Kids' WB! Way Outta The Way Road Trip

These promos consisted of Kids WB characters going on a “road trip” to real locations across the United States of America.

Magi-Nation: Battle for the Moonlands Sweepstakes
On May 17, 2008, Kids' WB held a sweepstakes to promote the online game "Magi-Nation: Battle for the Moonlands" on Cookie Jar's Magi-Nation website. In this sweepstakes, viewers were to watch Kids' WB! all morning long to find five secret code words, and then enter them online to be entered into a drawing for a pre-paid game card worth five dollars of in-game currency. This is the final sweepstakes Kids' WB! ever held, and it took place on their last day of programming.

Pillow Head Hour

The Pillow Head Hour began on June 4, 2005, as Kids' WB was showing the final episodes of Jackie Chan Adventures, it was a full hour at 8:00 EST (7:00 CST/PST), where they did promos featuring what Kids' WB characters' "Pillow Head Hair" would look like (what their hair would look like if they had just woken up from bed). The Pillow Head Hour was discontinued on June 25, 2005, when the network did a last-minute schedule change replacing Jackie Chan Adventures on July 2 with Teen Titans and The Batman. However, KidsWB.com made "Pillow Head Reports" featuring Gisselle, the Pillow Head Reporter for Kids' WB!, talking about things such as entertainment and media. Because of this, starting on January 7, 2006, when Saturdays were extended to five hours, the Pillow Head Hour was reborn at 7:00 am, featuring Giselle and a full hour of a randomly selected Kids' WB! show, and numerous guests talking about their "Pillow Head Hair". The Pillow Head Hour was discontinued once again on July 8, 2006, where Kids' WB! made their "Sizzlin' Summer Lineup" with two Yu-Gi-Oh! episodes in the former Pillow Head Hour's slot. This was supposed to be on September 23, 2006, for the 2006–2007 season, when it was then replaced with Shaggy and Scooby-Doo as then hosts of the block, from Shaggy & Scooby-Doo Get a Clue!, a show that was on Kids' WB, at that current period of time, until 2008, when Kids' WB had ceased, as well. Kids' WB was then replaced by then-4Kids block, The CW4Kids, following Kids' WB's disbandment in 2008; it had aired from 2008 to 2010. The CW4Kids was then replaced by Toonzai from 2010 to 2012. Following this, Saban Brands took over the block, renamed Vortexx until September 27, 2014. Until the end of the block, the first hour featured two programs which follow federally mandated E/I requirements and guidelines. Vortexx was eventually replaced by One Magnificent Morning which airs educational programming exclusively.

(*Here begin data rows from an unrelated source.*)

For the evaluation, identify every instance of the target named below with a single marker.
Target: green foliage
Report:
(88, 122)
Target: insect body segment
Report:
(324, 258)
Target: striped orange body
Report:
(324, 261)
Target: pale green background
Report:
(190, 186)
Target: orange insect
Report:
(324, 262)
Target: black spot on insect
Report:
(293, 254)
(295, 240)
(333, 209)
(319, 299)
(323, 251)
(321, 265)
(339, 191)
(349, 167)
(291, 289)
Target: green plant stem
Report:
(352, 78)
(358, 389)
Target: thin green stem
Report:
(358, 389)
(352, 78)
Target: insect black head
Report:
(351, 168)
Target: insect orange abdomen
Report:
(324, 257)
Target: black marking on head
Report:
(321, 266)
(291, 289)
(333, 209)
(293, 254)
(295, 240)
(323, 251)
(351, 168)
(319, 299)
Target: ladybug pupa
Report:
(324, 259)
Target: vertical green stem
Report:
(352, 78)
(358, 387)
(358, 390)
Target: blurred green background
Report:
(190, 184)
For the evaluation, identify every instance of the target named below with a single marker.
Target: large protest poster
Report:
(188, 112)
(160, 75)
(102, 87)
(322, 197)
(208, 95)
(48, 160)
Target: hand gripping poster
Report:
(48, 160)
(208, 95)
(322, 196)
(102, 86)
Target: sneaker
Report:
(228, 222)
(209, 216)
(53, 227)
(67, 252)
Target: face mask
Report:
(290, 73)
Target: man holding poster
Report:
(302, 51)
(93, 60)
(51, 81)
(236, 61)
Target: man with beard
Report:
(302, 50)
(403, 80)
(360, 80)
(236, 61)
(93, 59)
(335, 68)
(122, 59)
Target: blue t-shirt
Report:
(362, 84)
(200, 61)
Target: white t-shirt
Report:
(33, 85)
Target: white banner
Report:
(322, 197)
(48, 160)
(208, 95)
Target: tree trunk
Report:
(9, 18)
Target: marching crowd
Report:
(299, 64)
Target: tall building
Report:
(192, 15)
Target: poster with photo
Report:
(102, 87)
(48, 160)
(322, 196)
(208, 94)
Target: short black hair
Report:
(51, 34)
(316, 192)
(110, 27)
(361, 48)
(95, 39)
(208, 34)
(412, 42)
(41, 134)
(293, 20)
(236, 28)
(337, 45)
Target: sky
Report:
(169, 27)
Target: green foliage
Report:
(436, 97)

The Pokémon Premiere Party

This was the name given to Kids' WB's broadcast on February 13, 1999, which marked the first time that Pokémon was shown on the block (the episode aired on that date was "The Problem with Paras") as part of the comedy lineup. Unfortunately for fans of Warner Bros. Animation, though, it was in this same weekend that The Big Cartoonie Show (which came right after Pokémon) was shortened down to half an hour.

Top of the Tower Win-a-Rama
During the 2002–03 season, from time to time, Kids' WB would run a contest, usually during weekdays when they had them, where each day they gave you a code to enter on KidsWB.com and be drawn to win some merchandise, usually relating to a Kids' WB show. The first one was for Yu-Gi-Oh! in the week of September 16, 2002. Sometimes it coincided with the week as a show was given a special airing, such as the "Weekday Shift" that aired Rescue Heroes the whole week, the special weeks of catching up on The Mummy: The Animated Series or the week of new Cubix: Robots for Everyone episodes.

Zany Insany April
Ozzy from Ozzy & Drix hosted Kids' WB in April 2003, and named it "Zany Insany April". For the occasion, every week in April, at 3:30 pm, Kids' WB aired a show that would normally air on Saturday, such as Ozzy & Drix, The Mummy: The Animated Series, Static Shock, Mucha Lucha, and X-Men: Evolution. Saturday promos included the "You Rhyme It, We Rap It, Rap-a-Thon", where viewers could make a rap about a Kids' WB show and Scooby-Doo and Shaggy from Scooby-Doo would get some other Kids' WB character to perform the rap on TV, or the "Burpalicious Belchathon", where viewers could compete with Kids' WB characters to see how loud they could burp.